Suzanne Breen offered a contemporary perspective on the agreement, using statistics from a series of recent polls carried out by Lucid Talk.
A poll carried out just before the agreement’s 25th anniversary asked: How would you vote if there was a referendum tomorrow?
64% of people voted “yes”, 7 percentage points less than in 1998.
Breen identified: “A majority of unionist voters now say that they would vote against the Good Friday Agreement”, compared to a 95% “yes” vote among nationalists:
“What we find is that growing unionist antipathy for the agreement actually reinforces nationalist affection for it.”
Echoing Tonge’s earlier point, Breen said: “Securing a majority in both communities was always regarded by both London and Dublin as essential. It was always a much harder sell on the unionist side of the house.”
Looking away from party political differences, Breen noted that there was also a significant gender division, with three-quarters of women surveyed in 2023 voting “yes”, compared to just over half of men.
Opposition to the agreement also increased with age: 59% of over-65s said that they would vote “yes”, compared to 64% of 18–24-year-olds.
Breen urged the audience to view these differences in the context of demographic trends, highlighting that there are more nationalist and other voters amongst the younger population.
She suggested that the issues of prisoner release and decommissioning that once drove unionist opposition have now largely been resolved.
In the present day, she said, “Unionist disillusionment is tied up with demographics and electoral results. The unionist majority in Stormont has gone; they no longer find it the comfortable place that it once was.”
Overall, nationalist support for the agreement was and has remained high.
However, Breen also recognised the suffering of working-class Catholics at the hands of the IRA in the period leading up to decommissioning and a sense of republican dissatisfaction with the compromises made. She quoted an interview with Anthony McIntyre, a former IRA prisoner, who said:
“Republicans were present at the negotiations, but republicanism was not. A united Ireland was not on the agenda.”
BoyleSports increased the likelihood of a border poll within the next decade to 50–50. Breen said that despite these odds, “Chances of a border poll being won remain unlikely.” She added: “Gerry Adams and Martin McGuinness did not say that the agreement would bring about a united Ireland, but that it would be the start of the process.”
Breen placed concerns for the strength of the Union in respect of the Northern Ireland Protocol at the heart of unionism’s growing opposition to the agreement:
“[The agreement] was employed as a reason to avoid a land border on the island of Ireland; it was not successfully used to stop an Irish sea border.”

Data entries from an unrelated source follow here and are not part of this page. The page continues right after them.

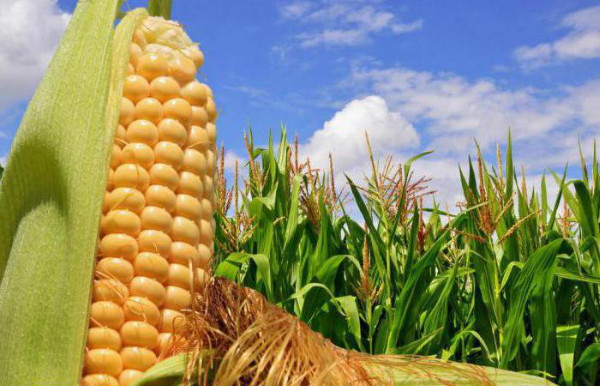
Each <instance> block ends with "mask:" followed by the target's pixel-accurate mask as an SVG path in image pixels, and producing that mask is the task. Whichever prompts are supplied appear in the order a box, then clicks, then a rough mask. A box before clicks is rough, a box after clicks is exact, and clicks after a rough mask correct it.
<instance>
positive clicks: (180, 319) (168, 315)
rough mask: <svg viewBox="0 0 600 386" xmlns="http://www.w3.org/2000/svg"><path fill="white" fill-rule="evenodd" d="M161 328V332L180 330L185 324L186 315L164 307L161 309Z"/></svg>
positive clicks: (179, 312) (177, 311)
mask: <svg viewBox="0 0 600 386" xmlns="http://www.w3.org/2000/svg"><path fill="white" fill-rule="evenodd" d="M160 316H161V318H160V324H159V330H160V331H161V332H174V331H179V330H180V329H181V328H182V327H183V325H184V324H185V317H184V316H183V314H182V313H181V312H179V311H175V310H171V309H169V308H164V309H162V310H161V311H160Z"/></svg>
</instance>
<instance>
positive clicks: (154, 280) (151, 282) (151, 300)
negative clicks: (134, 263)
mask: <svg viewBox="0 0 600 386" xmlns="http://www.w3.org/2000/svg"><path fill="white" fill-rule="evenodd" d="M129 293H130V294H131V296H141V297H146V298H148V299H149V300H150V301H152V302H153V303H154V304H156V305H157V306H158V307H160V306H162V305H163V303H164V302H165V297H166V290H165V287H164V286H163V285H162V284H160V283H159V282H158V281H156V280H155V279H152V278H149V277H144V276H136V277H134V278H133V280H132V281H131V283H129Z"/></svg>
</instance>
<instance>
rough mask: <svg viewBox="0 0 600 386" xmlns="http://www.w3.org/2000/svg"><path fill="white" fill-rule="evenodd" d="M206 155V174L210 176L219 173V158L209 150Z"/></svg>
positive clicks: (211, 150) (214, 153)
mask: <svg viewBox="0 0 600 386" xmlns="http://www.w3.org/2000/svg"><path fill="white" fill-rule="evenodd" d="M204 154H205V156H206V165H207V170H206V174H208V175H209V176H211V175H214V174H215V172H216V171H217V156H216V154H215V152H214V151H212V150H207V151H206V152H205V153H204Z"/></svg>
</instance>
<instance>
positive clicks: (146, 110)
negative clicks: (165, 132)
mask: <svg viewBox="0 0 600 386" xmlns="http://www.w3.org/2000/svg"><path fill="white" fill-rule="evenodd" d="M162 118H163V106H162V104H161V103H160V101H159V100H158V99H156V98H152V97H148V98H144V99H142V100H141V101H139V102H138V103H137V104H136V105H135V119H145V120H148V121H150V122H152V123H154V124H158V122H160V120H161V119H162Z"/></svg>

Breen referenced another Lucid Talk poll, which found that two-thirds of respondents thought the Northern Ireland Assembly rules should be changed to stop one party from having a veto on the institutions functioning.
Breen highlighted that the agreement has been about “managing division and not ending it”.
She said: “It is not about the technicalities of the deal; it is that the agreement is seen as a symbolic turning point for Northern Ireland.”
After the discussion, it was time for the audience to have their say on the key issues discussed.
Project co-ordinator Melissa Baird said, “If you have not voted enough in the last week [Northern Ireland local government elections], you are about to.”
The first question asked: In the 1998 referendum, did you support, or would you have supported the Good Friday/Belfast Agreement?
80% of the audience responded “yes”.
The second question asked: If a referendum on the Belfast/Good Friday Agreement was held tomorrow would you vote to support it?
79% of the audience voted in agreement.
The final question asked: Should the Secretary of State for Northern Ireland call a border poll within the next five years?
58% of the audience said yes.
Breen expressed her desire to cover a border before her journalistic career ends. Tonge joked that he would also be in favour of a border poll “if only for the lucrative media work”.